In 2018 the school began its academisation process. The school would be sponsored by the Tove Learning Trust, a member of the SWAN Teaching School Alliance. The school would become an academy on 1 April, relinquishing its specialisms in language and the humanities. As a result the school's name changed from Lord Grey School to Lord Grey Academy and the position of headteacher was renamed to principal.

=== Lord Grey Academy (2018-present) ===
Principal Tracey Jones left on 31 August 2018, being succeeded by Jim Parker.

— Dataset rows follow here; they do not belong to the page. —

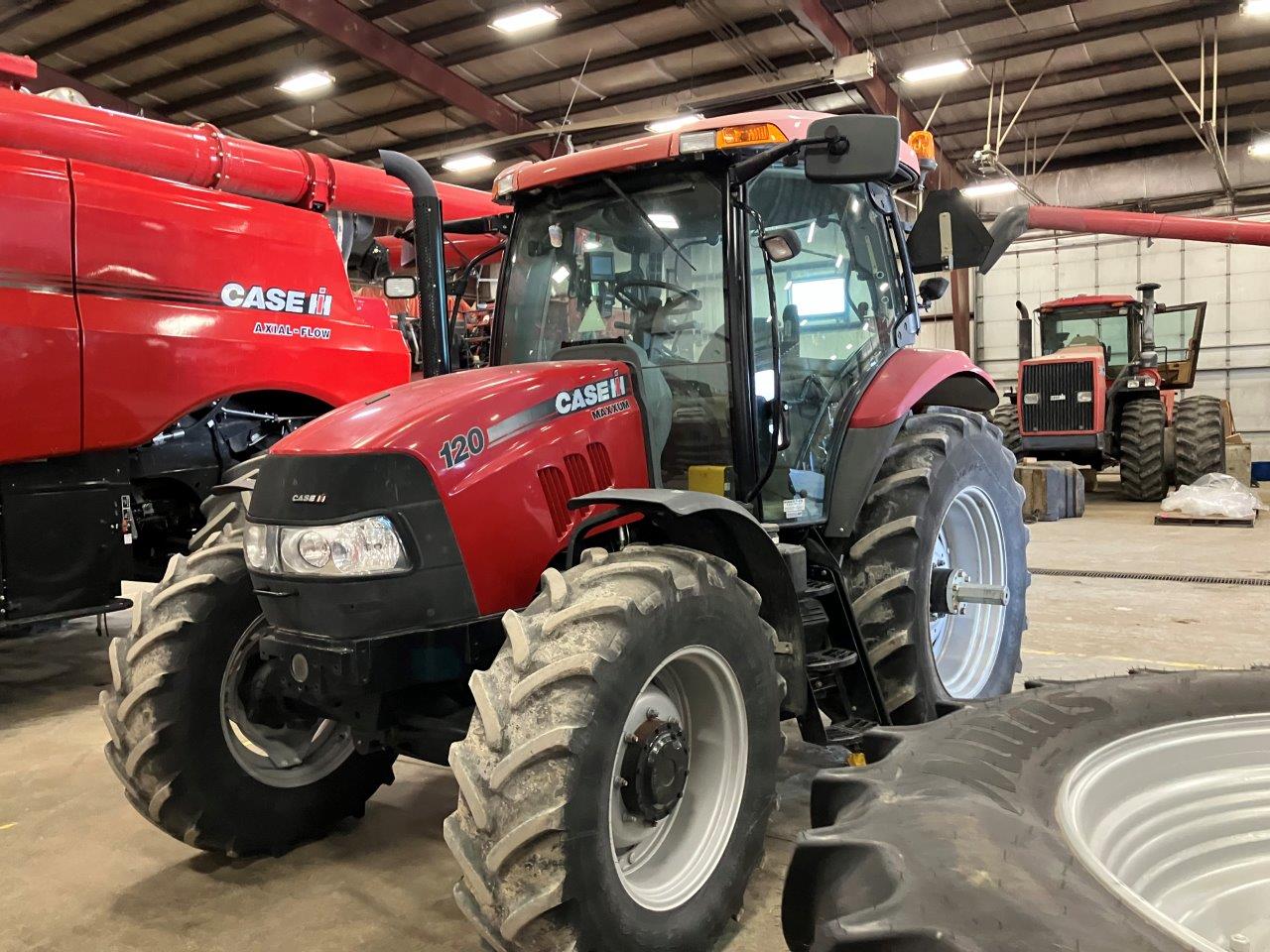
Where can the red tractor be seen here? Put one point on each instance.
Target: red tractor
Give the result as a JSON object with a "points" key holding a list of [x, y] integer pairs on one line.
{"points": [[172, 302], [1103, 391], [706, 483]]}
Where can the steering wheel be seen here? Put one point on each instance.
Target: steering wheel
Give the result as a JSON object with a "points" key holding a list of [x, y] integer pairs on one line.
{"points": [[679, 295]]}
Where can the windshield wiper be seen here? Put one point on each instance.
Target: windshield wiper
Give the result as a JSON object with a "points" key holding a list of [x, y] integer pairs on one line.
{"points": [[648, 221]]}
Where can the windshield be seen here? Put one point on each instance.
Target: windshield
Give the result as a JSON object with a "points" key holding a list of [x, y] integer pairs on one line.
{"points": [[638, 257], [1080, 327]]}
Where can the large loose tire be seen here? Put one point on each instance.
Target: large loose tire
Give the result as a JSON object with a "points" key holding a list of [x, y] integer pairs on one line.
{"points": [[1008, 824], [944, 463], [1199, 436], [169, 743], [1006, 416], [538, 828], [1142, 451]]}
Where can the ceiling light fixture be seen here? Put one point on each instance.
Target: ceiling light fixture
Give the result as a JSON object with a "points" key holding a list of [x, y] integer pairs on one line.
{"points": [[304, 82], [937, 70], [467, 163], [675, 122], [1000, 186], [525, 19]]}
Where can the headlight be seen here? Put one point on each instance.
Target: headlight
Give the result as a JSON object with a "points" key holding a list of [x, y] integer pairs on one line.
{"points": [[352, 548]]}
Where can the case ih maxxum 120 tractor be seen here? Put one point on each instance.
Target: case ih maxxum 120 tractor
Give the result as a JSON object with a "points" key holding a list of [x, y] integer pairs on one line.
{"points": [[705, 484], [1103, 391], [172, 302]]}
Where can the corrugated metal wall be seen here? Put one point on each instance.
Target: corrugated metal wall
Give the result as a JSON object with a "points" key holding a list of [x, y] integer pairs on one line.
{"points": [[1233, 280]]}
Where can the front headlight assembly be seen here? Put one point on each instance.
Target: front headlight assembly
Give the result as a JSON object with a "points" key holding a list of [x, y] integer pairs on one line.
{"points": [[345, 549]]}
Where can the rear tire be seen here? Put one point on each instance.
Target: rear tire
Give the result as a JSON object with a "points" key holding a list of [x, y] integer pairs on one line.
{"points": [[1201, 438], [169, 744], [541, 833], [943, 461], [1006, 416], [1142, 451]]}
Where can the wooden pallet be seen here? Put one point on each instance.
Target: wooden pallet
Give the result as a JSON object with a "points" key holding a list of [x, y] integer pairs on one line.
{"points": [[1180, 520]]}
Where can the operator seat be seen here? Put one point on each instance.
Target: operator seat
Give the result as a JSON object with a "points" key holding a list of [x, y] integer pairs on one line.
{"points": [[653, 390]]}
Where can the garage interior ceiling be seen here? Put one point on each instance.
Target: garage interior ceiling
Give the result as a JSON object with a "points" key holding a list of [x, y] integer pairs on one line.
{"points": [[1102, 95]]}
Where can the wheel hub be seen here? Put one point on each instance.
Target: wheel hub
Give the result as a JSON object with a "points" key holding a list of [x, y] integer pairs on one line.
{"points": [[654, 769]]}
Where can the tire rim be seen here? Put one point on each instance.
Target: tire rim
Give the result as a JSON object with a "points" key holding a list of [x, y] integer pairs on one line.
{"points": [[965, 647], [663, 865], [299, 753], [1174, 821]]}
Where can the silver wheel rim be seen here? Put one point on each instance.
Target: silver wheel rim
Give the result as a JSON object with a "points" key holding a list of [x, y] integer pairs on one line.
{"points": [[965, 647], [278, 757], [665, 865], [1174, 821]]}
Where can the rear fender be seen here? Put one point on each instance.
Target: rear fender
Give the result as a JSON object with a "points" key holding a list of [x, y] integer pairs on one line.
{"points": [[710, 524], [911, 379]]}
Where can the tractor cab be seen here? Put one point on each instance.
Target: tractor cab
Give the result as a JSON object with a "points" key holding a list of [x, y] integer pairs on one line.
{"points": [[670, 266]]}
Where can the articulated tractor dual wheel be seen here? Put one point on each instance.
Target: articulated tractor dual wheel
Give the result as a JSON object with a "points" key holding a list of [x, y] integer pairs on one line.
{"points": [[620, 769]]}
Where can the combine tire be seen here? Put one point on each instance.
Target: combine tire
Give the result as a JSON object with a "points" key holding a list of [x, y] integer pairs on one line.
{"points": [[1093, 815], [1006, 416], [945, 499], [1201, 438], [1142, 451], [190, 758], [578, 825]]}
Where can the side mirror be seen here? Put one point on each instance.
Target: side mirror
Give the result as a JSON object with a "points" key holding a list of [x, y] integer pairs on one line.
{"points": [[781, 244], [933, 290], [400, 287], [860, 148]]}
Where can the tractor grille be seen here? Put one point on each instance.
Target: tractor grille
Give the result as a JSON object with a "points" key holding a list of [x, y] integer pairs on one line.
{"points": [[1058, 409]]}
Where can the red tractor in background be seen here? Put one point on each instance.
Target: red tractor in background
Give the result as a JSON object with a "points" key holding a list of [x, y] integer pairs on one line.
{"points": [[172, 302], [1103, 391], [706, 483]]}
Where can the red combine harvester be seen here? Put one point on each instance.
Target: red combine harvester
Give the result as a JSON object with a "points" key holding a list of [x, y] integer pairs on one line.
{"points": [[1103, 391], [172, 302]]}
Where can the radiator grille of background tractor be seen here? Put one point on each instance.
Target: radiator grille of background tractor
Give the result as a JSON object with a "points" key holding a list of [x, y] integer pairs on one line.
{"points": [[1065, 380]]}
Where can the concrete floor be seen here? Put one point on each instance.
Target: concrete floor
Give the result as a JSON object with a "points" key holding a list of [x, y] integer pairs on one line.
{"points": [[80, 871]]}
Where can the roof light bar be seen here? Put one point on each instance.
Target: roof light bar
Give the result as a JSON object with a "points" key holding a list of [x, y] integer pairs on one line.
{"points": [[938, 70], [529, 18], [675, 122], [1000, 186]]}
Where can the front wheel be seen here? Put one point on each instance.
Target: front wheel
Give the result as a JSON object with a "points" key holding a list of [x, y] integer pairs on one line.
{"points": [[938, 566], [620, 769]]}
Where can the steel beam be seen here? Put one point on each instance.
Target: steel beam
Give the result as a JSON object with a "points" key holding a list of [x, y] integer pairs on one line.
{"points": [[370, 42]]}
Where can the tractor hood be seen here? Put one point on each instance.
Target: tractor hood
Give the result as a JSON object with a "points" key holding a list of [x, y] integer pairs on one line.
{"points": [[506, 448]]}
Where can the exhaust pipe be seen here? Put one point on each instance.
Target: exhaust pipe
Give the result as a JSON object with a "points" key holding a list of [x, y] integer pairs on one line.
{"points": [[430, 259]]}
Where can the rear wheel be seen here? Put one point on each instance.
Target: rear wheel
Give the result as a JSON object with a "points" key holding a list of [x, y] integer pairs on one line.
{"points": [[1006, 416], [944, 512], [1142, 451], [579, 821], [1201, 438], [206, 747]]}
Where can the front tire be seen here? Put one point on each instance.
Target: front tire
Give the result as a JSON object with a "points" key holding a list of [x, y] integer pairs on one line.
{"points": [[945, 498], [186, 765], [613, 664], [1201, 438]]}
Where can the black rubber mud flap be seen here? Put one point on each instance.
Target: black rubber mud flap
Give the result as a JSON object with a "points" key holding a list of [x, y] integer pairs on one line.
{"points": [[949, 839]]}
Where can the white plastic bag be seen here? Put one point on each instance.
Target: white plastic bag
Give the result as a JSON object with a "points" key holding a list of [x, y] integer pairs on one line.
{"points": [[1213, 494]]}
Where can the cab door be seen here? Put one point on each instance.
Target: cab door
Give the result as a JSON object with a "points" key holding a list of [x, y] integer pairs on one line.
{"points": [[40, 359]]}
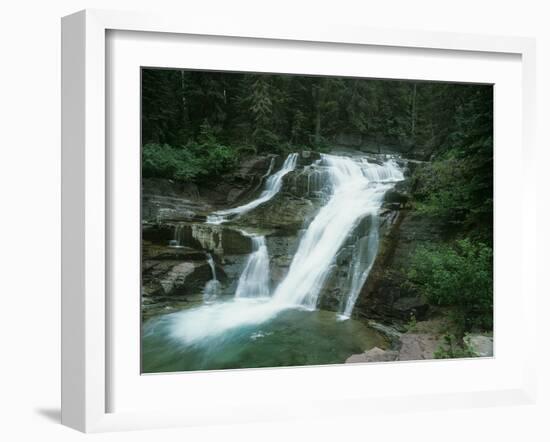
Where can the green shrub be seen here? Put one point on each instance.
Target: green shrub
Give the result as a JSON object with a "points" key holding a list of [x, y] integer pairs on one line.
{"points": [[458, 275], [192, 162]]}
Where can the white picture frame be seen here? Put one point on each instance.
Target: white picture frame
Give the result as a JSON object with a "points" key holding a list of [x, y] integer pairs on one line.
{"points": [[86, 206]]}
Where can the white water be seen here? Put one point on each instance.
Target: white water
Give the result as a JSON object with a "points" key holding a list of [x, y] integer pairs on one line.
{"points": [[357, 189], [362, 265], [254, 280], [212, 287], [272, 186], [356, 192]]}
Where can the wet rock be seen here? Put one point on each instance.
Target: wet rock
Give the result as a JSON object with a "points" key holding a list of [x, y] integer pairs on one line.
{"points": [[174, 279], [308, 157], [373, 355], [400, 236], [162, 252], [218, 239], [282, 212], [417, 346], [481, 345], [396, 196], [158, 233]]}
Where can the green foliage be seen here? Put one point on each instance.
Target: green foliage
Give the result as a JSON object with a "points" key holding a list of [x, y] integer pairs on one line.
{"points": [[458, 275], [192, 162], [411, 325], [453, 348]]}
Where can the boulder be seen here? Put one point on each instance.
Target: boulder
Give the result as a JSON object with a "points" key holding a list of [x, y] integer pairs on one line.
{"points": [[283, 212], [373, 355], [417, 346], [481, 345], [174, 279]]}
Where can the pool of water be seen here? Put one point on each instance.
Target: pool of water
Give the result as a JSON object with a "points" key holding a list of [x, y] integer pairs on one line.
{"points": [[291, 337]]}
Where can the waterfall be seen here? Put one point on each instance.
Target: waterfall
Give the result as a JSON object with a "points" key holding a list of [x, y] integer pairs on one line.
{"points": [[254, 280], [361, 265], [357, 189], [212, 287], [272, 186], [352, 188]]}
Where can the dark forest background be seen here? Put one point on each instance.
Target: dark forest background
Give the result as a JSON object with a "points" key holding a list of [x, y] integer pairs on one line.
{"points": [[197, 125]]}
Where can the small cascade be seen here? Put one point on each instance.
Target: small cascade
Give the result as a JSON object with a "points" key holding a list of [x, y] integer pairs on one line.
{"points": [[254, 280], [357, 190], [272, 186], [361, 265], [351, 189], [212, 287]]}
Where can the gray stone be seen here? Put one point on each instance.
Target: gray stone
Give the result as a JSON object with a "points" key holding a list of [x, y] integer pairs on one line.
{"points": [[417, 346], [375, 354]]}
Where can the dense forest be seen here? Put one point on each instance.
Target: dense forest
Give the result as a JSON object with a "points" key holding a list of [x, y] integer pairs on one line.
{"points": [[197, 126]]}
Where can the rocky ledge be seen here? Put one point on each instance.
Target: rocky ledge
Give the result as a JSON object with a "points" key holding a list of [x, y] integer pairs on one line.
{"points": [[420, 343]]}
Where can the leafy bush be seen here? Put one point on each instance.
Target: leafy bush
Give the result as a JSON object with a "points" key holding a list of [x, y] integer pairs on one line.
{"points": [[448, 189], [458, 275], [192, 162]]}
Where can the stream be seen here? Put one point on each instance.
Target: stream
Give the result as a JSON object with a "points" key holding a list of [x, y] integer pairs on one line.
{"points": [[264, 326]]}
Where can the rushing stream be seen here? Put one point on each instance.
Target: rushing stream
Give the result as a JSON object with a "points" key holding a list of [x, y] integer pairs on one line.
{"points": [[264, 326]]}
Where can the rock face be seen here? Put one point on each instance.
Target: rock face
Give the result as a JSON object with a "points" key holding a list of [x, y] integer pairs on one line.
{"points": [[417, 346], [384, 296], [283, 212], [165, 200], [373, 355]]}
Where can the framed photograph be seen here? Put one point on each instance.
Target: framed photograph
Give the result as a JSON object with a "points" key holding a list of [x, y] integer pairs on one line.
{"points": [[276, 222]]}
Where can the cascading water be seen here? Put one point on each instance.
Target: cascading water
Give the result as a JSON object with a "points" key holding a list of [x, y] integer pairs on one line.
{"points": [[361, 265], [354, 188], [357, 190], [212, 287], [254, 280], [272, 186]]}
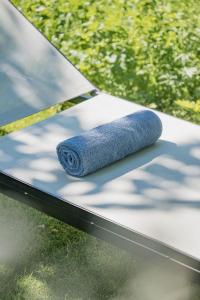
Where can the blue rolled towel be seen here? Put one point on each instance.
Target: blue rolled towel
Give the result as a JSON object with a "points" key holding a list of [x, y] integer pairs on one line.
{"points": [[105, 144]]}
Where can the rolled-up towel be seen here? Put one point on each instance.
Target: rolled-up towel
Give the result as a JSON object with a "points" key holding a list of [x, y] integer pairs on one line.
{"points": [[105, 144]]}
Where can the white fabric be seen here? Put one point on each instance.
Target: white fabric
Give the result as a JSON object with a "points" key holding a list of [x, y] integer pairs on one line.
{"points": [[155, 192]]}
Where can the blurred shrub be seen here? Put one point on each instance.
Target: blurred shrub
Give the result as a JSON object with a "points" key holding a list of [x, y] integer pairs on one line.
{"points": [[144, 50]]}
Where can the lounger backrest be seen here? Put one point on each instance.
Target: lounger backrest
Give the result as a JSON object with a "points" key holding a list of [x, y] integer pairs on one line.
{"points": [[33, 73]]}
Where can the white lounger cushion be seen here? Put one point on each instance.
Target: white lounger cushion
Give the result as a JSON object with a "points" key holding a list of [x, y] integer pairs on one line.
{"points": [[33, 74], [155, 192]]}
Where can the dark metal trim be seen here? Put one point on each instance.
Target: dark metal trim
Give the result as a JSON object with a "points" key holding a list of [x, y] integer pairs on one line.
{"points": [[139, 245]]}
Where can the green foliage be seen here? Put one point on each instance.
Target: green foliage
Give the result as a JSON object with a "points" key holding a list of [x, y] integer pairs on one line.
{"points": [[144, 50]]}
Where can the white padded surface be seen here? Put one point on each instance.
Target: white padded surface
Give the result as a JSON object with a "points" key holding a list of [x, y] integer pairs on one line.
{"points": [[155, 192], [33, 74]]}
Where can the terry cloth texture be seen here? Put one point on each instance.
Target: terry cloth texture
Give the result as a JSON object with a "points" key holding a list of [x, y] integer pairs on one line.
{"points": [[105, 144]]}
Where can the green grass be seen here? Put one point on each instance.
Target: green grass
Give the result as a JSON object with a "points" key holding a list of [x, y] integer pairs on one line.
{"points": [[146, 51]]}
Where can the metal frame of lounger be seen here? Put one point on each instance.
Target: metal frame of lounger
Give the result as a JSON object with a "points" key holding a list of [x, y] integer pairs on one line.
{"points": [[141, 246]]}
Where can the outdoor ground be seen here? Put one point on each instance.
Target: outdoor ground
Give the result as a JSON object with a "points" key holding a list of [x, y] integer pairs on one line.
{"points": [[146, 51]]}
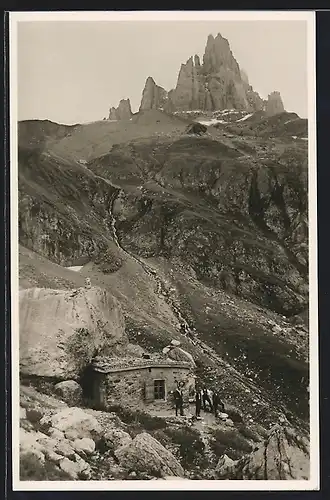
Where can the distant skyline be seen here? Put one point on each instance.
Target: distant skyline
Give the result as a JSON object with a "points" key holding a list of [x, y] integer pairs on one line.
{"points": [[74, 71]]}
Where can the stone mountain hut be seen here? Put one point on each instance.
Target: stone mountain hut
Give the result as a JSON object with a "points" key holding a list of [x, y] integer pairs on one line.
{"points": [[137, 382]]}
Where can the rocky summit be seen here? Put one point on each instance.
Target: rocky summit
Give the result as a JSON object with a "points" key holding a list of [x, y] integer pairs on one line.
{"points": [[216, 83], [162, 246]]}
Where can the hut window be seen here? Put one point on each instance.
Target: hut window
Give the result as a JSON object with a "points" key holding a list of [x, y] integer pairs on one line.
{"points": [[159, 389]]}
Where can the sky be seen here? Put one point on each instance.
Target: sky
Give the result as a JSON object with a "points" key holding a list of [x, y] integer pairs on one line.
{"points": [[73, 71]]}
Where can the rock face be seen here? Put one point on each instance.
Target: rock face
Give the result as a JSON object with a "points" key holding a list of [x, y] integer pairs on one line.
{"points": [[282, 456], [153, 96], [123, 112], [146, 454], [178, 354], [215, 84], [274, 104], [61, 331]]}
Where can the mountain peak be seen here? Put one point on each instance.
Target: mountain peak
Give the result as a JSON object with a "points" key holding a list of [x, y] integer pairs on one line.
{"points": [[215, 84], [122, 112]]}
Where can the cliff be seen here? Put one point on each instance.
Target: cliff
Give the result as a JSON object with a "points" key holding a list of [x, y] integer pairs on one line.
{"points": [[122, 112], [215, 84], [274, 104]]}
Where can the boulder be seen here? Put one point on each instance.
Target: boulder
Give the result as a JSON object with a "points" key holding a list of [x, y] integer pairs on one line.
{"points": [[70, 391], [76, 424], [85, 445], [224, 466], [65, 449], [76, 470], [196, 129], [60, 331], [146, 455], [29, 444], [115, 438]]}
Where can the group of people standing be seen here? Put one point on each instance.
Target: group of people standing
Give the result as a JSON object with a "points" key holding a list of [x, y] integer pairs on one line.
{"points": [[204, 398]]}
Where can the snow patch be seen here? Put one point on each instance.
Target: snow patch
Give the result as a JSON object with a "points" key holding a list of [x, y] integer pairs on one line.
{"points": [[75, 268], [213, 121]]}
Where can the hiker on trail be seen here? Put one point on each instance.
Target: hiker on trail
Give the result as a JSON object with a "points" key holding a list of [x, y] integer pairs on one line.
{"points": [[217, 403], [178, 399], [206, 399], [198, 401]]}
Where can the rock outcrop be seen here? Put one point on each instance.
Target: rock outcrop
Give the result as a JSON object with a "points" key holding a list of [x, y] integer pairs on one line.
{"points": [[146, 454], [283, 455], [75, 424], [274, 104], [123, 112], [61, 331], [153, 96], [216, 83]]}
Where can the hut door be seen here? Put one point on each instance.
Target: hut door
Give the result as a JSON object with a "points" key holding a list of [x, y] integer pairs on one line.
{"points": [[149, 391]]}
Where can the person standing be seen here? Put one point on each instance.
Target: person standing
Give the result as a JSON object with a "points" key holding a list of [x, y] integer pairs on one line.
{"points": [[198, 401], [178, 399], [206, 399]]}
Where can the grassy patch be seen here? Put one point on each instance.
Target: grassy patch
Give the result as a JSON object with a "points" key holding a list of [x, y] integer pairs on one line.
{"points": [[230, 442], [139, 418], [191, 447]]}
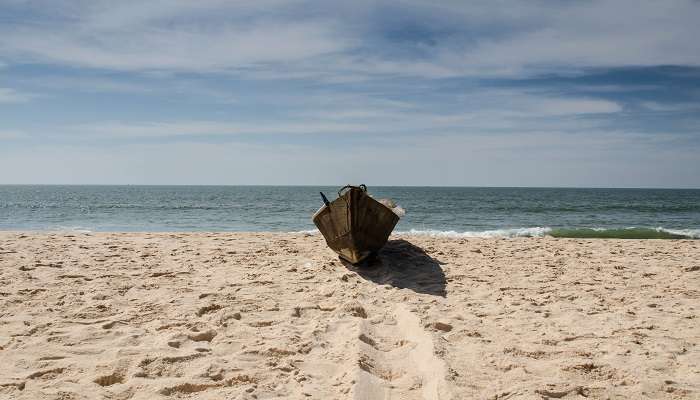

In 2021 the school motto changed from "Aspire, Learn, Achieve" to "Lord Grey Can". Sometime between May and September 2021 Principal Jim Parker became executive principal, with his duties now being fulfilled by Associate Principal Samantha Satyanadhan under his supervision. Parker is also executive principal at Stantonbury School, where his associate principal is Ben Wilson.

== House system ==
Lord Grey has four school houses: Lorenz (red), Enigma (blue), Colossus (silver) and Turing (gold), whose names relate to World War II code-breaking work at Bletchley Park. Previously Turing house was called Ultra house. There also used to be a fifth house called Mercury (green). The houses compete for the house cup every year, with the best house being awarded. The houses are led by a head of house and their assistant. Each year group appoints a house captain from their numbers and each house appoints multiple representatives to the student council. The houses operate under a points based reward system called Vivio, which is likely used to determine who wins the house cup.

== Governance ==
The Lord Grey Academy is led administratively by Associate Principal Samantha Satyanadhan under the oversight of Executive Principal Jim Parker. Parker and Satyanadhan are both members of the school's local governing body, which governs the school locally. It is made up of Lord Grey staff members, parents and members of the local community. The chair is Jennie Cronin.

Student voice and participation in the school's administration is provided through the student council. A class meeting is held each week in every tutor group. These meetings are led by a student (with optional help from the teacher) and consist of a variety of topics that are discussed and relayed to the student council for debate. The council's decision is announced and implemented by the school's communications team. The communications team will do this in partnership with the student/students who brought the original class meeting proposition. This is done by creating an action team which consists of five or more students. The council has multiple representatives per year group from each house and also has a student principal team in the school's sixth form.

== Curriculum ==
The school's curriculum is provided by its nine faculties which are led by head of faculties. These faculties specialise in different school subjects and are as follows:

- Communications (enterprise and languages)
- Creative technologies
- English
- Humanities
- Inclusive learning
- Mathematics
- Performing arts
- Science
- Wellbeing

The school itself is divided into a lower school, upper school and sixth form. The lower school consists of years 7 to 9 and the upper school years 10 and 11. The lower school's curriculum follows England's national curriculum, whereas the upper school follows the EBacc and progress 8 benchmark. The upper school's curriculum also follows exam board requirements and is personalised, with students picking their KS4 options in Year 9. In 2021, 95% of pupils successfully had their first-choice options accepted. The school has offered remote education since the closure of British schools during the COVID-19 pandemic. The school offers parents loaned Chromebooks should they lack the equipment needed for remote education during these school closures. Students must also participate in remote education when self-isolating.

Previously Lord Grey was a specialist language and humanities college, gaining these specialisms in 1998 and 2006.